SPF boosters & photostability of ultraviolet filters: raw material suppliers have developed a wide range of emollients, quenchers, antioxidants and other cosmetic ingredients to improve the UV filters and boost the SPF.
An NDA requires a commitment of many years and large sums of money, and ingredient modifications are not allowed without another expensive Amended NDA (ANDA). The Givaudan Corporation took this route with its Parsol 1789 (Avobenzone) in the 1980s. After many years and many millions of dollars spent, Givaudan finally received an NDA culminating in Avobenzone's approval as a Category I ingredient on September 16, 1996. In 1998, zinc oxide was the second ingredient added to the monograph and on July 24, 2006 the FDA approved L'Oreal's NDA for a daily moisturizing cream that contains the EU approved UV filter Ecamsule (Mexoryl SX).
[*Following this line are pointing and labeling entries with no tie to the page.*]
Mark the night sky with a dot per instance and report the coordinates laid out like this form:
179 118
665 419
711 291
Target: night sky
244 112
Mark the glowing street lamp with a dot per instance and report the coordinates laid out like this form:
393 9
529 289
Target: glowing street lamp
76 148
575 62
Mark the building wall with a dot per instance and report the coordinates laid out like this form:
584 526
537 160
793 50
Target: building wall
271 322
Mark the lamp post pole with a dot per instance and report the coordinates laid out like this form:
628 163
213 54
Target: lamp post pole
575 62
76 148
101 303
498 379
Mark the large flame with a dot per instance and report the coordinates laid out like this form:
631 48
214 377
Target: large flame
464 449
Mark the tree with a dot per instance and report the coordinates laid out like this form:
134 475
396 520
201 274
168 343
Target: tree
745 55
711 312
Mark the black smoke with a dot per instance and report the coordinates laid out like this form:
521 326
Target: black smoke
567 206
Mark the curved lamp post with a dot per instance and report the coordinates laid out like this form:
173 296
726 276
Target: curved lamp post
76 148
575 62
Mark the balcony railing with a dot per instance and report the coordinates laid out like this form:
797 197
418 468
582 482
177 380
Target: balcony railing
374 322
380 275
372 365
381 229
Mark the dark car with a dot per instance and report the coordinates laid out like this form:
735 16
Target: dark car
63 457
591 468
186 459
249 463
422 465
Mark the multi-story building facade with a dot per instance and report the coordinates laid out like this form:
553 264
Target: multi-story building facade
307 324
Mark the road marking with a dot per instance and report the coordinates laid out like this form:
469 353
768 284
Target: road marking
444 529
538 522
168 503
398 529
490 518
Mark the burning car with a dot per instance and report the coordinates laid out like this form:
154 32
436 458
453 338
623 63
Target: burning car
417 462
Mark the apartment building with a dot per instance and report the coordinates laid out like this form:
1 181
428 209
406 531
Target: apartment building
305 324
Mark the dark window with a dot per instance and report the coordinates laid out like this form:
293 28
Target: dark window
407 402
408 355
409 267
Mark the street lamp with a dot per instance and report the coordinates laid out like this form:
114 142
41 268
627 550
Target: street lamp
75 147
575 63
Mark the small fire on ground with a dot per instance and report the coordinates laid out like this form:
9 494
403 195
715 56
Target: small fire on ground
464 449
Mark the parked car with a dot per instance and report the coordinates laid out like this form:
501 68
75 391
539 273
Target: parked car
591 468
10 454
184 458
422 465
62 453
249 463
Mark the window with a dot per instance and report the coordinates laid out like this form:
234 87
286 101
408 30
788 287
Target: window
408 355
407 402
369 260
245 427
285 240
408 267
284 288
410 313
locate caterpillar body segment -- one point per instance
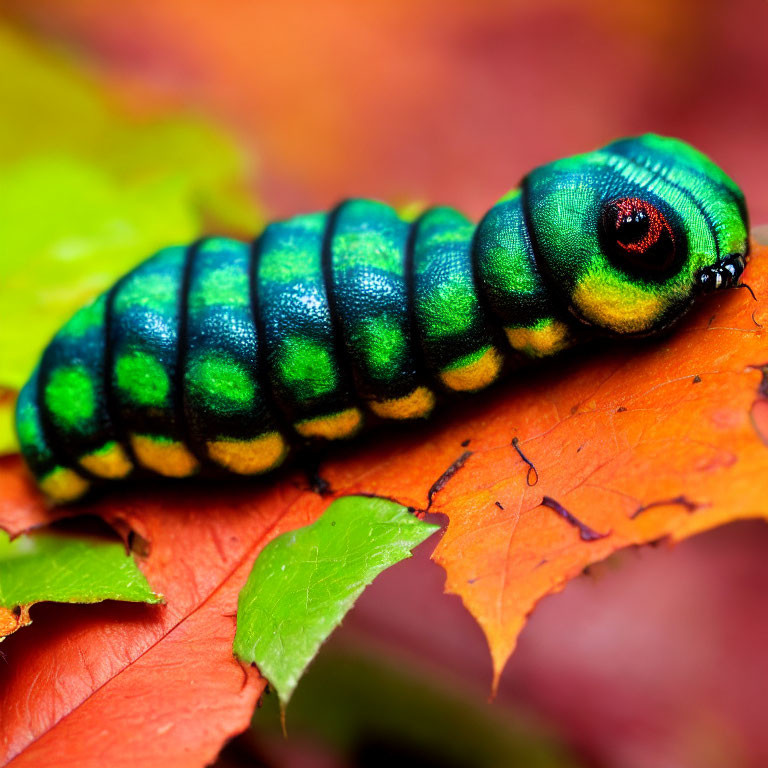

Shortly after Avobenzone was "officially" introduced in the U.S., reports of its photoinstability quickly spread. (2) With this fact already known in Europe, L'Oreal issued several patents for its photostabilization with Octocrylene and other ingredients. (3) Procter & Gamble also patented the use of Methyl Benzylidene Camphor (MBC) (4) and finally Roche (the successor of Givaudan) issued patents for the use of Octocrylene for molar ratios of less than 0.8. (5) Currently, this patent is licensed by DSM in the U.S.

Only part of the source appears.